The only operating controls associated with the F2410 are two front panel switches. The LB switch is used to enable the loopback capability of the circuit. This is described in Section 2.6 and is normally only used for diagnostic purposes when initializing or reconfiguring the system using the F2410 modem. The reset push-button switch is only used if a bipolar violation occurs. The switch settings onboard the circuit card are described in Tables 2 and 3 in Section 2.4 and are set prior to first using the modem. Further changes are not required unless the system requirements change.

SECTION 4

THEORY OF OPERATION

4.1 INTRODUCTION

F2410 modems provide a transparent, synchronous path for E1-standard signals. By converting to fiber optic signaling, a distance of 3km (1.86mi/9,800ft) for 850nm multimode LEDs, 15km (9.3mi/ 49,000ft) for 1300nm multimode LEDs, or 30km (18.6mi/98,000ft) for 1300nm single mode LEDs may be traversed without the need for a repeater or amplifier. In addition, the use of fiber optic cable as the transmission medium provides EMI/RFI protection and data security.

In the F2410 transmitter circuitry, the data is received via Pins 1 and 9 of the DB15 connector. The signal is decoded for AMI or HDB3 protocol, then Manchester encoded (which embeds a clock signal) with a Field Programmable Gate Array (FPGA). Next the signal is converted into an optical signal. The optical signal transmitter then sends the signal out onto the fiber optic cable.

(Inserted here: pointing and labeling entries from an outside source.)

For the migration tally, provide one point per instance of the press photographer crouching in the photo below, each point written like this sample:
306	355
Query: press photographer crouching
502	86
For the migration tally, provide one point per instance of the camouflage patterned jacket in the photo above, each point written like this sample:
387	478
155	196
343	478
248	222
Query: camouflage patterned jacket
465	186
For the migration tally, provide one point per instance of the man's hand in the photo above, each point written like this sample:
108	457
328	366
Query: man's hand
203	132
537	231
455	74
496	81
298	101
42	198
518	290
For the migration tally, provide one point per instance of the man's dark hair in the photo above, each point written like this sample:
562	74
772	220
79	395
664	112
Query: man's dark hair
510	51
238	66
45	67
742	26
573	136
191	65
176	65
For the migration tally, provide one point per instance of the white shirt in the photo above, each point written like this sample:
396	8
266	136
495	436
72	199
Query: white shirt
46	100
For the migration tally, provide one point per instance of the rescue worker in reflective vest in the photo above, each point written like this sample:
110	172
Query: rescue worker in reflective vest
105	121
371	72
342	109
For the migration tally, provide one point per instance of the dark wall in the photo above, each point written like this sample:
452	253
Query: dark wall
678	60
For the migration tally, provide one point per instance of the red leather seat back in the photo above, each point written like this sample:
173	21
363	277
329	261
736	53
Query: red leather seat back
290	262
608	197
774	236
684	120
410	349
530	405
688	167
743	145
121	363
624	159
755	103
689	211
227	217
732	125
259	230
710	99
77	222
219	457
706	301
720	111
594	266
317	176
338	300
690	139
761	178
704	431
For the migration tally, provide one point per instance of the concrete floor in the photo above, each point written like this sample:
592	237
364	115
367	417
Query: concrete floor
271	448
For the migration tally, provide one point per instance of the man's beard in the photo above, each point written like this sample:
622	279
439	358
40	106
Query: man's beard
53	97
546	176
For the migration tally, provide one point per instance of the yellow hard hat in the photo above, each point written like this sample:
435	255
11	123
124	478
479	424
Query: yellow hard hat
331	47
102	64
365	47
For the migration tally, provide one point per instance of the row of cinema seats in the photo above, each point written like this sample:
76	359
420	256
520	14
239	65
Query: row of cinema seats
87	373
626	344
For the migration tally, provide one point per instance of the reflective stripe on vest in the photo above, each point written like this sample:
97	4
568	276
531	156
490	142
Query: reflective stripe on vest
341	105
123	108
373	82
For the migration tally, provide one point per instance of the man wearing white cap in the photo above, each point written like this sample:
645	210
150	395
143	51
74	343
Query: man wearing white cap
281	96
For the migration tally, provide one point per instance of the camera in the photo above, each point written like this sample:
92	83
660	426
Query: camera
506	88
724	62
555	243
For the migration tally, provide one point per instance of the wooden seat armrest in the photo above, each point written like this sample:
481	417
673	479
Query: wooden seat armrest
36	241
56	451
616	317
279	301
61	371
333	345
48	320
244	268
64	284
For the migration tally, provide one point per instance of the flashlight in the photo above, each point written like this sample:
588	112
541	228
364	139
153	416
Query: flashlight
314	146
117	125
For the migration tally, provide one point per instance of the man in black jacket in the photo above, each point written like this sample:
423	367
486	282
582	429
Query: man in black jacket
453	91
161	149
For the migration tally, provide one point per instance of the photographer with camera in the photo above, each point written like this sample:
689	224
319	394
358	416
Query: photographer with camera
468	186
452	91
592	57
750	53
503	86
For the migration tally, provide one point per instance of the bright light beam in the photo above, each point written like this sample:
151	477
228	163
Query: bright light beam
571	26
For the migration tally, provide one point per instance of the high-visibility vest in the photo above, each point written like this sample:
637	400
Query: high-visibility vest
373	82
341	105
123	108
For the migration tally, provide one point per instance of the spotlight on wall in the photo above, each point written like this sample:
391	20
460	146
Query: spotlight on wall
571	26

Through the receiver circuitry of the F2410 the same process occurs in reverse. First the optical signal is received and converted back to an electrical signal. The FPGA decodes the Manchester data and clock signals. The data signal is then encoded for the AMI or HDB3 protocol and output to Pins 3 and 11 of the DB15 electrical signal interface. To the multiplexer or PBX terminal equipment connected to the F2410 pair, the transition from copper to fiber and back is transparent.

SECTION 5

MAINTENANCE AND TROUBLESHOOTING

5.1 INTRODUCTION

This chapter contains general information designed to isolate a malfunction in the F2410 to a replaceable unit. These units are not equipped with redundancy. Therefore, a failure in one of these units would interrupt service.

5.2 FAULT ISOLATION

The steps in Table 4 should be taken to check a non-operating modem. Contact VERSITRON Customer Service for additional diagnostic assistance or to arrange for repair as necessary.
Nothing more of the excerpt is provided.